I’m thinking, do they understand the language load that it’s going to take to get to that understanding? Whether it’s receptive or expressive, does the teacher and the student understand what that language target is too, right? And some. It’s not the perfect, but it’s good. Some classrooms are different from others.

There’s a lot of variability. Anytime you get out of the classroom and you zoom out and look at a whole district, the first lesson is nobody does it like me. We’re getting into these classrooms and seeing some of these kids, I was talking to a first grader last week that said, I know that right now I need to be learning about the TH.

sound. And I need to know that because a lot of our words start with that. And I was like, good job, so that’s like the level we want. We want the kids owning it. We want kids to be able to talk to a random person walking into the classroom about it, and we’re working toward that. But thinking from like my view is sometimes I have to take off.

My ML coordinator hat and put on just an instructional leader. How and how are we going to work together as building leaders and getting in with the teachers to get to the point where we’re getting closer to good closer to perfect. Keep inching forward.

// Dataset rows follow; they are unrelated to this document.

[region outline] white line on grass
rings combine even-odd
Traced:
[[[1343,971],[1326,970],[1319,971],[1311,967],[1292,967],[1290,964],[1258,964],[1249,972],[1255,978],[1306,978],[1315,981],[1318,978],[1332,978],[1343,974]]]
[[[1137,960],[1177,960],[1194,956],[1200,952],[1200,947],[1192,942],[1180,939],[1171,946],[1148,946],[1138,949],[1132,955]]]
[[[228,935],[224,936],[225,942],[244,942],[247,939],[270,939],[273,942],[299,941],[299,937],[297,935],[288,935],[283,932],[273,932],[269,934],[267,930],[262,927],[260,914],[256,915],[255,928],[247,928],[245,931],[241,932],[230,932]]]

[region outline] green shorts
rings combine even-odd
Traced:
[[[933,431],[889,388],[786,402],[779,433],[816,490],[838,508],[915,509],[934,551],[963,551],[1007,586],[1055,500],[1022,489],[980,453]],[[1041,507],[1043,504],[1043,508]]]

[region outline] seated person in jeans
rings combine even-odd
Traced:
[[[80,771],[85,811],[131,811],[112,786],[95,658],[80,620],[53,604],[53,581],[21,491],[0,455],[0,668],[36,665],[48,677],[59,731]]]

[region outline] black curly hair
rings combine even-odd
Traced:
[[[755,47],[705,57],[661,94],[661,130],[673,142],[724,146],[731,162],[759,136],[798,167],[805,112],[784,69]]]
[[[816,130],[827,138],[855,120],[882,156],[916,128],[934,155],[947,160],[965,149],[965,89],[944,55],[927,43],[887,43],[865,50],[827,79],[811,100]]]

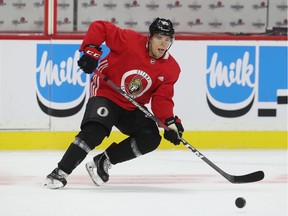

It’s going to take time, but I think really getting To have the conversations with the leaders is really powerful to say, Hey, what do you think that kid was thinking about when the teacher said what the lesson objective was today, things like that, moving the needle inch by inch on that.

[00:39:43] Mandi Morris: Absolutely. Thank you both for being here. This conversation has been so wonderful today. We covered a lot of ground and we talked about a lot of different ways that students are prepared throughout the school year for state language assessment and also just being real about these are struggles that we see in our school districts and you know y’all are on different sides of the country if you have the same state language assessment which is so cool but also really different.

school districts as terms like the makeup of your school districts and the size of your school districts. And we know like some states are really struggling with teacher shortages and some aren’t feeling it as much. So it’s a really interesting makeup and it impacts our thinking around programming.

It impacts the way that we think about how can we support our students and ensure that they are prepared to show what they know on state language assessments and just really be learning language all throughout the day.